Hello everyone,
I will share with you how to deal with services are interrupted due to dual-point faults in HoVPN scenarios.
1. Problem Description and Networking
The HoVPN solution is used on the live network. TE+LDP tunnels are used on the access ring, and LDP over TE tunnels are used on the aggregation ring. The CSG is dual-homed to two ASGs, and ASG1 functions as the preferred master ASG. The following figure shows the simplified networking. Services are interrupted due to dual-point faults on the access ring and ASG links.
2. Fault Locating
In this example, the live network information has been replaced.
Theoretically analyze the fault on the access ring link and ASG interconnection link. (1) Upstream traffic: The TE and LDP tunnels from CSG1 to ASG1 go Down, and upstream traffic is switched to ASG2. (2) Downstream traffic: The U2000 manages devices on the live network using the public network management solution. Loopback routes on the access ring are introduced to the aggregation ring. Therefore, if two points of failure occur, ASG1 still has the LDP LSP of CSG1. If the VPNv4 peer relationship between CSG1 and ASG1 does not go Down due to timeout, the downstream traffic is preferentially sent to ASG1. After the VPNv4 peer relationship between CSG1 and ASG1 goes Down due to timeout, the downstream traffic is sent to ASG2.
Description:
On the live network, the ASG advertises the default route of the public network to the access ring due to an adjustment. Disconnect the VPNv4 peer relationship between CSG1 and ASG1 to restore services. If the ASG advertises the default route to the public network to the access ring, CSG1 has a default route to ASG1 when two points of failure occur. However, CSG1 does not have an LDP LSP to ASG1, and upstream traffic is switched to ASG2. The VPNv4 peer relationship between CSG1 and ASG1 does not go Down due to timeout, ASG1 is preferentially selected for downstream traffic, and services are not interrupted.

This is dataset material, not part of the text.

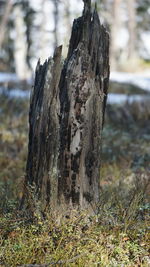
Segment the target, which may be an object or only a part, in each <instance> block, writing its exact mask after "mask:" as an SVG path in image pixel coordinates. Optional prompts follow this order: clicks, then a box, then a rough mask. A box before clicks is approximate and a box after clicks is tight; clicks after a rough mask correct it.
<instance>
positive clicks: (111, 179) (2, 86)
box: [0, 0, 150, 266]
mask: <svg viewBox="0 0 150 267" xmlns="http://www.w3.org/2000/svg"><path fill="white" fill-rule="evenodd" d="M95 2H96V3H97V10H98V12H99V16H100V20H101V23H103V24H104V25H105V27H106V28H107V30H108V32H109V33H110V69H111V72H110V86H109V96H108V102H107V108H106V115H105V125H104V129H103V147H102V167H101V179H100V186H101V203H100V215H99V220H100V225H102V227H104V228H105V229H104V231H106V232H107V234H108V236H109V235H110V236H109V237H110V239H109V238H108V239H107V238H105V237H101V240H106V239H107V241H106V242H107V244H105V249H106V251H105V249H104V250H103V248H104V247H103V244H102V245H101V246H102V247H101V251H102V253H104V257H103V259H102V262H103V261H104V265H103V264H102V265H101V266H149V263H150V259H149V257H148V255H149V254H148V238H149V237H148V234H147V231H148V228H149V220H150V217H149V211H150V194H149V192H150V0H97V1H93V7H94V5H95ZM82 9H83V2H82V1H81V0H0V121H1V124H0V191H1V193H0V226H3V230H2V232H1V233H2V238H1V239H0V242H2V243H1V244H2V249H3V251H2V253H0V264H1V262H2V263H3V262H5V263H7V266H17V264H21V263H33V262H34V263H39V262H44V260H43V258H42V257H44V256H42V255H45V254H42V253H44V252H40V251H41V249H40V250H36V248H35V247H36V246H37V242H35V243H34V244H32V240H34V234H35V232H34V231H36V230H37V235H38V234H39V233H40V231H41V230H39V228H38V227H40V226H38V227H37V225H36V226H35V228H34V229H33V231H30V235H31V237H29V232H28V233H27V235H26V230H17V229H19V228H17V227H21V226H20V225H21V224H19V223H20V221H19V219H17V220H18V223H17V220H16V219H15V224H14V217H13V216H14V214H15V216H16V207H17V205H18V204H17V203H18V200H20V198H21V197H22V184H23V181H24V175H25V167H26V158H27V147H28V112H29V95H30V90H31V87H32V85H33V80H34V71H35V67H36V64H37V61H38V59H39V58H40V60H41V62H42V63H43V62H44V61H45V59H47V58H48V57H49V56H52V54H53V51H54V48H55V47H56V46H57V45H61V44H63V57H64V58H65V56H66V54H67V48H68V42H69V38H70V33H71V27H72V22H73V19H75V18H77V17H78V16H80V15H81V13H82ZM12 218H13V219H12ZM21 223H22V222H21ZM18 225H19V226H18ZM36 227H37V228H36ZM46 227H47V226H46ZM67 227H68V229H70V228H69V227H70V226H69V225H67ZM106 228H107V229H106ZM35 229H36V230H35ZM40 229H41V228H40ZM43 229H47V228H43ZM92 229H93V228H92ZM95 229H96V228H95ZM114 229H115V230H114ZM127 230H129V232H128V234H127V236H126V235H125V236H124V235H123V234H122V233H124V231H125V232H126V231H127ZM17 231H18V232H17ZM19 231H20V232H19ZM43 231H48V230H43ZM59 231H60V232H59V235H60V240H63V238H66V236H65V237H64V236H63V235H62V236H61V234H60V233H61V230H59ZM63 231H64V232H65V231H69V230H64V229H63V230H62V232H63ZM70 231H72V230H70ZM93 231H97V230H91V232H89V233H88V235H89V240H92V239H95V240H96V238H97V232H95V233H96V234H95V237H93V233H94V232H93ZM81 232H82V231H81ZM11 233H14V237H12V239H11ZM68 233H69V232H68ZM71 233H72V232H71ZM85 233H86V230H85ZM32 234H33V236H32ZM55 234H56V232H55ZM121 234H122V237H121ZM39 235H40V234H39ZM45 235H46V234H45ZM66 235H67V234H66ZM72 235H73V233H72ZM75 235H76V234H75ZM12 236H13V234H12ZM25 236H27V237H26V238H25ZM68 236H69V234H68ZM119 236H120V237H119ZM13 238H14V239H13ZM36 238H41V237H36ZM74 238H75V243H76V236H75V237H74ZM119 238H120V239H119ZM123 238H126V239H123ZM8 239H9V241H8ZM54 239H56V244H57V238H56V236H55V237H54ZM79 239H80V238H79ZM4 240H6V242H4ZM39 240H42V239H39ZM70 240H71V238H68V239H67V241H64V242H68V243H67V244H70V245H68V246H70V247H69V249H66V250H65V245H64V250H63V249H62V247H61V246H60V248H59V246H58V248H57V254H56V255H55V256H54V259H56V260H59V256H60V258H61V257H65V255H66V257H67V255H68V257H70V256H69V255H70V254H69V251H70V248H72V247H73V246H74V247H75V245H74V244H75V243H73V241H70ZM81 240H82V239H81ZM118 240H120V241H118ZM3 242H4V243H3ZM40 242H41V243H40ZM42 242H45V241H39V246H43V243H42ZM60 242H62V241H60ZM69 242H72V243H69ZM91 242H92V241H91ZM118 242H119V243H118ZM123 242H126V243H123ZM54 243H55V242H54ZM58 243H59V237H58ZM104 243H105V242H104ZM16 244H17V245H16ZM18 244H19V245H18ZM30 244H32V245H33V249H31V253H29V252H28V246H30ZM64 244H66V243H64ZM86 244H87V242H86ZM86 244H84V245H83V244H82V245H81V244H78V246H81V247H82V251H83V252H84V250H85V251H88V249H89V248H87V247H86ZM88 244H90V243H88ZM93 244H94V243H93ZM114 244H115V245H114ZM123 244H125V247H124V245H123ZM135 244H136V245H135ZM32 245H31V246H32ZM45 246H47V245H45ZM50 246H51V245H50ZM56 247H57V246H56ZM89 247H90V245H89ZM116 247H117V250H116ZM51 248H52V250H51ZM59 249H60V255H59ZM95 249H96V246H93V247H92V249H91V251H92V250H93V251H94V252H93V258H92V256H91V258H88V256H86V259H85V258H84V261H83V265H82V264H81V265H76V266H89V263H90V262H91V265H90V266H93V265H92V264H93V263H94V262H95V261H94V259H95V256H94V255H97V254H96V253H97V251H95ZM4 251H5V257H4V254H3V253H4ZM54 251H55V249H54V247H50V248H49V254H46V255H53V253H54ZM110 251H111V256H110V258H109V256H108V254H109V253H110ZM18 252H19V254H18ZM45 253H46V252H45ZM67 253H68V254H67ZM31 254H32V255H31ZM62 254H63V256H62ZM106 254H107V255H106ZM18 255H19V256H18ZM23 255H24V256H23ZM47 257H48V256H47ZM112 258H113V261H112V262H111V260H112ZM35 259H36V260H35ZM106 259H107V260H106ZM86 261H87V262H86ZM85 262H86V263H87V264H85V265H84V263H85ZM113 264H114V265H113ZM115 264H116V265H115ZM117 264H118V265H117ZM121 264H124V265H121ZM140 264H141V265H140ZM142 264H143V265H142ZM0 266H3V265H0ZM69 266H71V264H70V265H69ZM73 266H75V265H73ZM94 266H95V265H94Z"/></svg>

After the dual-point fault occurs, check the default route of the private network on CSG1 and the specific route of the base station on RSG1. The ping operation fails.
//CSG1 has a default public network route to ASG1.
//The VPNv4 peer relationship between CSG1 and ASG1 is in the established state.
//CSG1 does not have a tunnel to ASG1
//CSG1 has a default private network route, and the next hop is ASG2.
//RSG1 has specific routes to base stations, and the next hop is ASG1.
//The route is normal but the ping operation fails.
According to the failure point, check whether there is any abnormality on the access ring side. Let ’s take a look at the troubleshooting of ASG1:
//The public network route from ASG1 to
CSG1 is normal and can be pinged.
//ASG1 has an LDP LSP to CSG1.
//ASG1 can ping the LDP LSP of CSG1, but the returned address is incorrect. In normal cases, ASG1 should reply from 1.1.1.1.
//Tracert lsp 1.1.1.1. The egress is 10.12.6.1 instead of 1.1.1.1.
//Check the IP address 10.12.6.1. It is the interface IP address of a P node.
//On the P node, MPLS LDP is not configured on the outbound interface to 1.1.1.1.
//Check the MPLS view. The lsp-trigger ip-prefix ldplsp command is run in the MPLS view. (If the policy for triggering the establishment of LSPs is set to all static routes or IGP routes or the IP prefix list is used to trigger the establishment of LSPs, the establishment of proxy egress LSPs is triggered.)
//1.1.1.1 can pass ip-prefix ldplsp
//The P device generates a proxy egress LSP destined for 1.1.1.1, and downstream traffic is iterated to the proxy egress LSP. As a result, services are interrupted
3. Root Cause and Solution
(1) LDP was not configured on the P node on the aggregation ring, and proxy egress LSP was enabled on the P node by default. When the two nodes were faulty, the downstream traffic reached ASG1 and was iterated to the proxy egress LSPs on the access ring. As a result, services were interrupted.
(2) Add the MPLS LDP configuration to the interface on the live network. To prevent services from being iterated to the proxy egress LSP, disable the generation of the proxy LSP on all devices configured with the lsp-trigger ip-prefix command.
mpls
proxy-egress disable
This is what I want to share with you today, thank you!